Processed foods are notorious for hiding sugar in those –ose words. These foods include baked goods, frozen foods, desserts, cereals (it is horrifying how much sugar in those cereals marketed to kids like Captain Crunch or Fruit Loops), condiments, and salad dressings.
Ingredients like honey, molasses, and maple syrup, although natural, are still considered added sugar because we add them to drinks and food to enhance the flavor. So be aware of those in your products as well.
How The Hell Do I Actually Cut Sugar Out Of My Diet?
One of the first things you can do to cut down on processed sugar is “shop the walls” and stick to the perimeter of the grocery store. Since most grocery stores are laid out the same way, the whole foods can usually be found along the walls, and the aisles are where you find the processed foods. Your basket should be filled mostly from the food along the walls.
The next thing you can do is eliminate soda and other sweetened beverages from your diet. If you add sugar to your coffee or tea, start paring down the portion a bit at a time. Being a self-professed over-indulger in sweetened creamers, it shocked me to read the nutritional label and learn that a serving is only one tablespoon, and I was using three times that.
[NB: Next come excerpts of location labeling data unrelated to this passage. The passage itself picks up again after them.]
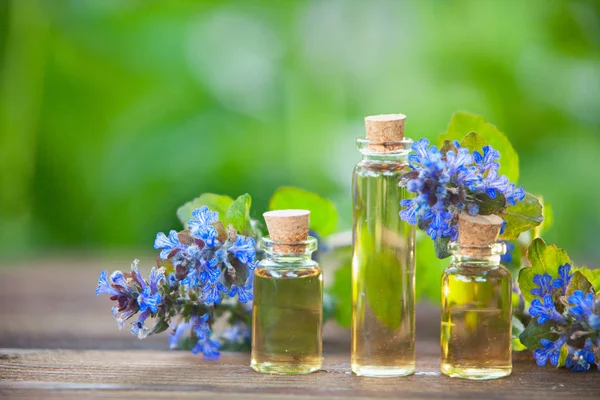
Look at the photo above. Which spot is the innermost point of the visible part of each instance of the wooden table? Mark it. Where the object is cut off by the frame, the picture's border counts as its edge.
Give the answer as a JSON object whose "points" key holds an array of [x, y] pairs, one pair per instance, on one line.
{"points": [[57, 339]]}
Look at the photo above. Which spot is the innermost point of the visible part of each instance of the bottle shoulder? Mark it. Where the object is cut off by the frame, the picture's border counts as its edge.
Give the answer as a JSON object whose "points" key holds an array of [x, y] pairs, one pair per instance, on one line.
{"points": [[269, 264], [466, 269]]}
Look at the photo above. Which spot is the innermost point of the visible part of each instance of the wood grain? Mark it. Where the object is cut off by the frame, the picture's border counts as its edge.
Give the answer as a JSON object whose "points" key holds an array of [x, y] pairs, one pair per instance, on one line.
{"points": [[59, 341]]}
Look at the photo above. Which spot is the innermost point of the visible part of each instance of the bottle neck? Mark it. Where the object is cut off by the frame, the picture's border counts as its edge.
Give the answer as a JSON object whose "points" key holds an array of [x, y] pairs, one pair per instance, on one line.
{"points": [[477, 255], [476, 260], [288, 253], [288, 259], [386, 152]]}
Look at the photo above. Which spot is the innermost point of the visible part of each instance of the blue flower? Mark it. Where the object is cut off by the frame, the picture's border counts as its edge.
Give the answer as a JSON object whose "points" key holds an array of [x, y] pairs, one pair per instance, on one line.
{"points": [[192, 279], [244, 249], [104, 285], [583, 308], [507, 257], [550, 351], [580, 360], [201, 228], [210, 348], [565, 278], [243, 292], [148, 301], [545, 285], [545, 311], [209, 270], [488, 160], [211, 292], [168, 244], [177, 332], [139, 328], [207, 233], [200, 326], [203, 216], [445, 184]]}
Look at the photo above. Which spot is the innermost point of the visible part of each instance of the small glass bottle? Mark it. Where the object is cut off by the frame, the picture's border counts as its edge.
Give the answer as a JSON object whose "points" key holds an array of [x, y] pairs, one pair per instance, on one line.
{"points": [[383, 262], [476, 332], [287, 313]]}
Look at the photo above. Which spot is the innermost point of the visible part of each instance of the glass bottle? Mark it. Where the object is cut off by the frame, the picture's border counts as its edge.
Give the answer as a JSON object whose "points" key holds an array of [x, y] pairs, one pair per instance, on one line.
{"points": [[476, 334], [383, 263], [288, 309]]}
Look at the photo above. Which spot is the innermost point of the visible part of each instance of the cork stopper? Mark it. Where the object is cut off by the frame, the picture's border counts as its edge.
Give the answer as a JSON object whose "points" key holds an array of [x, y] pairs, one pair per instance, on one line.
{"points": [[478, 230], [288, 227], [384, 129]]}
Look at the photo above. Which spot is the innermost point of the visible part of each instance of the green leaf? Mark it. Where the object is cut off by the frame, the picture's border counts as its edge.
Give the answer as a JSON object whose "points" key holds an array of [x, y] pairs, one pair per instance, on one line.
{"points": [[523, 216], [429, 270], [215, 202], [341, 290], [441, 247], [487, 205], [534, 332], [579, 282], [323, 215], [448, 146], [238, 214], [473, 142], [463, 123], [548, 218], [592, 275], [517, 329], [161, 325], [543, 259], [562, 358]]}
Oops. So I’ve adjusted by just using one tablespoon of creamer in my coffee.
If your family drinks a lot of juice, try diluting the juice with water to cut down on some of the sugar your kids are consuming. Or better yet? Cut the juice completely and try sugar free fizzy waters – we like Spindrift from Trader Joes and Topo Chico.
Love Nutella? Convinced that because it’s full of nuts it’s healthy? It’s not. Try substituting simple, sugar-free nut butters instead of the sugar bombs inside of chocolate spreads.
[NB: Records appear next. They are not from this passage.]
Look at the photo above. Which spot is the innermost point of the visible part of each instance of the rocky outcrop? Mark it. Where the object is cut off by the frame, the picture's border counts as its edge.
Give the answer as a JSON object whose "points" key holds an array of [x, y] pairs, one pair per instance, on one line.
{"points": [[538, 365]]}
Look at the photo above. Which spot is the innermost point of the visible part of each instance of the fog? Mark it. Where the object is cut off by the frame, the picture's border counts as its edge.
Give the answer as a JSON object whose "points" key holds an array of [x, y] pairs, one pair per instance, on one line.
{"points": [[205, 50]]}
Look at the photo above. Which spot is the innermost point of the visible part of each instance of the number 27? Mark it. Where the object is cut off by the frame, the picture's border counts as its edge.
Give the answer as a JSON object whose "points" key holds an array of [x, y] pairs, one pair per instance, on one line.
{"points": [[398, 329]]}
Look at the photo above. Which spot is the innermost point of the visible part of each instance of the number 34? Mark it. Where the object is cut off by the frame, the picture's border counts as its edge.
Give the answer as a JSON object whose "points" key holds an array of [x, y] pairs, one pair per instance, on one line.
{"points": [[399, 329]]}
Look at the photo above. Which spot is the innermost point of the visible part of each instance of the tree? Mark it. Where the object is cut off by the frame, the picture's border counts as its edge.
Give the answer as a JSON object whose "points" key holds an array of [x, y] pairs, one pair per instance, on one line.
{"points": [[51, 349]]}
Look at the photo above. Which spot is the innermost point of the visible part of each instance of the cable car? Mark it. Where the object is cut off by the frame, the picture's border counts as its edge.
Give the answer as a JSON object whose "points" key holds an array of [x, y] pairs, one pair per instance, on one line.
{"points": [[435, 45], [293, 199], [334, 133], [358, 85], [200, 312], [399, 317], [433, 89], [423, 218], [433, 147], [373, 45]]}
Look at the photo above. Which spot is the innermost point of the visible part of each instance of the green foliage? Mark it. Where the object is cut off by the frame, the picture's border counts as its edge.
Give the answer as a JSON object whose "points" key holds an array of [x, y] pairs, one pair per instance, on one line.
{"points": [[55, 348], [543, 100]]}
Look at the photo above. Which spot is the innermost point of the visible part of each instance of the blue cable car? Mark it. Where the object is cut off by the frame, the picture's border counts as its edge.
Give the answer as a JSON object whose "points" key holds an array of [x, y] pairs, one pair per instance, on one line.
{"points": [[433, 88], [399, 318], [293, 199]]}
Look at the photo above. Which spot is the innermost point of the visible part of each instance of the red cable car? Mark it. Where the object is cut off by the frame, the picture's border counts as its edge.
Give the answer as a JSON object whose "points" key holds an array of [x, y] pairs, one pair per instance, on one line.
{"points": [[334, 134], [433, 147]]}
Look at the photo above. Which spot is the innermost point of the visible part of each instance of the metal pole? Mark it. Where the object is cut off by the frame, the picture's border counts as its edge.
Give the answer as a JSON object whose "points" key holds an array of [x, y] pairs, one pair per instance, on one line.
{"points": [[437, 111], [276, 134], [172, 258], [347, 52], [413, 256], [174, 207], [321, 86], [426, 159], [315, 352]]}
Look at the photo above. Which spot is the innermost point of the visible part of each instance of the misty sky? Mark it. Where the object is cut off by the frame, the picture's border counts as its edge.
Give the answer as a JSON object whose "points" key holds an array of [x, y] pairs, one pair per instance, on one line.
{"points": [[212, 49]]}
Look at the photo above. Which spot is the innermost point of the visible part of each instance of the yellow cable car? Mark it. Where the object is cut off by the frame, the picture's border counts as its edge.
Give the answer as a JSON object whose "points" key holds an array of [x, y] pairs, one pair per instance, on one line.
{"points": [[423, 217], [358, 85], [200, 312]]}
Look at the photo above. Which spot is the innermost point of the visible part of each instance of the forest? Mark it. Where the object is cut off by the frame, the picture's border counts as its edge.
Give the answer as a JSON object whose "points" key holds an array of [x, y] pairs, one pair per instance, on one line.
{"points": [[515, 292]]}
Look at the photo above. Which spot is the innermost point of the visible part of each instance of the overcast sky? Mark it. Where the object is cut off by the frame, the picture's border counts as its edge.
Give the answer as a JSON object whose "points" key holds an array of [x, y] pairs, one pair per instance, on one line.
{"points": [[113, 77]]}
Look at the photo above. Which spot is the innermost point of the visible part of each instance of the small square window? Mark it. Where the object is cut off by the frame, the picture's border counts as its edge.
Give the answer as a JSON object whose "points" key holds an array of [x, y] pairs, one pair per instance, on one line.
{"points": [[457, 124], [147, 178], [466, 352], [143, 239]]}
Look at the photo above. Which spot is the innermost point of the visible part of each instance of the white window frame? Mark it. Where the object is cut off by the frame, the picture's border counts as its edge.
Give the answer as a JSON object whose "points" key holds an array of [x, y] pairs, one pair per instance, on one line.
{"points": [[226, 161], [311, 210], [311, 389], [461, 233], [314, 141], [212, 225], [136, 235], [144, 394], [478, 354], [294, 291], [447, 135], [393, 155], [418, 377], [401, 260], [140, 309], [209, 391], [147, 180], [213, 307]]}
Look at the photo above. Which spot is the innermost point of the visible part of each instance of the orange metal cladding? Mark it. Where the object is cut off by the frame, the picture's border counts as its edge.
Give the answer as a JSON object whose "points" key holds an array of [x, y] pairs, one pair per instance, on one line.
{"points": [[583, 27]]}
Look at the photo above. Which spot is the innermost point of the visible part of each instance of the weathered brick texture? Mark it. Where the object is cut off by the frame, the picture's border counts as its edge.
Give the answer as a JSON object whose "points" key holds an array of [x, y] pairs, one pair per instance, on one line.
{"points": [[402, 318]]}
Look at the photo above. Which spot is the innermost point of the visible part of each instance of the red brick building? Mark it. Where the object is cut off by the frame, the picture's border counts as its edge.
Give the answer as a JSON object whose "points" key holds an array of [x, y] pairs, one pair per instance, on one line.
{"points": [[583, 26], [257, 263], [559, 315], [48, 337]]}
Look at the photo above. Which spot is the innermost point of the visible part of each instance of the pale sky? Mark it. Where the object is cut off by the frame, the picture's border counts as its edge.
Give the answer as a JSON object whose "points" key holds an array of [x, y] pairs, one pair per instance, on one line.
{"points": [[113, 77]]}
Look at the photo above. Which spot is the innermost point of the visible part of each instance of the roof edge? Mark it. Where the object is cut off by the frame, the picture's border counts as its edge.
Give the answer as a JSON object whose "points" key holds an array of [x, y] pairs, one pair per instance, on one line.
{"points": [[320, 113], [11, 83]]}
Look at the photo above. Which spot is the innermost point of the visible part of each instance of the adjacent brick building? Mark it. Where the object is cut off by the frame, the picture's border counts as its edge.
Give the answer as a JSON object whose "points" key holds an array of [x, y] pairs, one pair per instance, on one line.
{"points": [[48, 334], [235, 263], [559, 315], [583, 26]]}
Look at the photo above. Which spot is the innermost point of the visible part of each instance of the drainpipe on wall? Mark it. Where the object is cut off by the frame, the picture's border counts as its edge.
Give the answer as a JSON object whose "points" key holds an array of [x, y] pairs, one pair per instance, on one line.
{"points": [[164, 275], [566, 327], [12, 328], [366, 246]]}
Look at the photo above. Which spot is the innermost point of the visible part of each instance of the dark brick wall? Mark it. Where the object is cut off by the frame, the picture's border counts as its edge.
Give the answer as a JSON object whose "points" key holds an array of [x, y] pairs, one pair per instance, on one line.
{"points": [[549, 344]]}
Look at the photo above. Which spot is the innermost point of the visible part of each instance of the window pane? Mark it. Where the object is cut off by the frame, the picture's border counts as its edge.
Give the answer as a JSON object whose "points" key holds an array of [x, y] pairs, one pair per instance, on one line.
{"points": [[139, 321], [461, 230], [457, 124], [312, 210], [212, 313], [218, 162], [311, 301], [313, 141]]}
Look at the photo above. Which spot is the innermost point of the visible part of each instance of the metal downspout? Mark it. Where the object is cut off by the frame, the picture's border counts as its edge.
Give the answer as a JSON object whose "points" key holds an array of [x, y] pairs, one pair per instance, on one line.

Buy whole-grain cereals instead of the sugary ones and sweeten them with fresh banana slices, strawberries, or other fruits. Or ditch the cold cereal all together for a bowl of steel-cut oatmeal topped with fresh berries. Because truthfully, finding delicious cereals with zero sugar is a fool’s errand. Plus, cereal is semi-addictive and just a big, fat carb bomb.
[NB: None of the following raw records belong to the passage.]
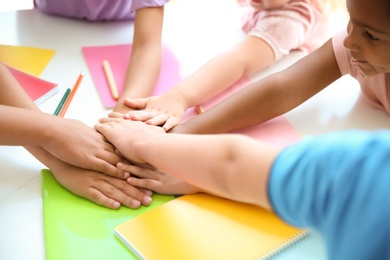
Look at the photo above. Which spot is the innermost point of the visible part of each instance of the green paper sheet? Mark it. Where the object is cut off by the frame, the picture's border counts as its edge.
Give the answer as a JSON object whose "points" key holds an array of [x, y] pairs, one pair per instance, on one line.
{"points": [[76, 228]]}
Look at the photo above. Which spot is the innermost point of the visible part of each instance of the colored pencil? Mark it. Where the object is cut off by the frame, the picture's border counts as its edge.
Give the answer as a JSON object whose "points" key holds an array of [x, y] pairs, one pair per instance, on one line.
{"points": [[61, 104], [110, 79], [71, 94]]}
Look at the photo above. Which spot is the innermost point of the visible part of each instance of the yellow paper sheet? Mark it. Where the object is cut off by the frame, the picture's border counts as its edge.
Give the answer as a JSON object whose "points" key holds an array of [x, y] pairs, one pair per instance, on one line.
{"points": [[28, 59]]}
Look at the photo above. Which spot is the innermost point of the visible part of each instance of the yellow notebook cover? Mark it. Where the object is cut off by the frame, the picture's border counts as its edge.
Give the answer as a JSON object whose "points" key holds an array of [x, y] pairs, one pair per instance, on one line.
{"points": [[29, 59], [203, 226], [78, 229]]}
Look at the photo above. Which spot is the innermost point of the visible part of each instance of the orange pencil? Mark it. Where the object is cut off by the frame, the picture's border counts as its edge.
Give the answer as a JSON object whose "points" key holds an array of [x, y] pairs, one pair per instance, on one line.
{"points": [[71, 95]]}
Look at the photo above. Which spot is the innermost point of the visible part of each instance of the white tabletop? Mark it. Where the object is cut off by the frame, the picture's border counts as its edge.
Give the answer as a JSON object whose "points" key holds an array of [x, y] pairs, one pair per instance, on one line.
{"points": [[196, 31]]}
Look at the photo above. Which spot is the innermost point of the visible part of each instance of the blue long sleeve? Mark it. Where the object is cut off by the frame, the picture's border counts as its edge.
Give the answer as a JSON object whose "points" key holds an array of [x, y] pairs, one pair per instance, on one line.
{"points": [[338, 184]]}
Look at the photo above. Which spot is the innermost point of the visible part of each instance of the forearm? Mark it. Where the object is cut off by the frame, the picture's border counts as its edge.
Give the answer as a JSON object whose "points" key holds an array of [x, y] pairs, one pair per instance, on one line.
{"points": [[251, 105], [145, 61], [212, 78], [268, 97], [231, 166], [143, 71], [24, 127]]}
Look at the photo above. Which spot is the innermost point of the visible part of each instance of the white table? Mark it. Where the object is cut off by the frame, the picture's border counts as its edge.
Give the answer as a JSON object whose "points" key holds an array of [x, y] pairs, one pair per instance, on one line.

A big, powerful life change is to commit to making your own sauces and dressings. It’s not hard, but it does take a handful of minutes more. You make your, big, beautiful, crunchy salad and then drown it in thousand island and you might as well be eating a bowl of ice cream for dinner. Don’t ruin all your hard work just by pouring a gallon of corn syrup all over it.
For your kid’s snacks (hell, for yours too) trade out the candy with dried fruit or a mix of dried fruit and nuts, but be wary of most pre-packaged dried fruit because it’s almost always sweetened with added sugar. I know, I know. Is nothing safe?
A 12-oz can of soda contains about 36 grams of sugar or 9 teaspoons. According to the American Heart Association, a woman should consume only 25 grams or 6 teaspoons of sugar a day. Think about what you ate and drank yesterday: all the meals, drinks, snacks, everything. It was probably well over 6 teaspoons of sugar.
It can be hideously depressing when we start to understand just how much sugar we are each consuming, even passively. But with a bit of planning, you can start to chip away at the amount gradually.
Plus, the upshot of cutting back on sugar is that it’s a lifestyle change you can feel the effects of almost right away. Your energy will increase, your complexion will become clearer, and your waistline will shrink. And once you start cutting back, you’ll notice fewer sugar cravings overall. Wins all around. Now, go binge on Hostess Cupcakes because this was wildly depressing. Jokes! Not really though!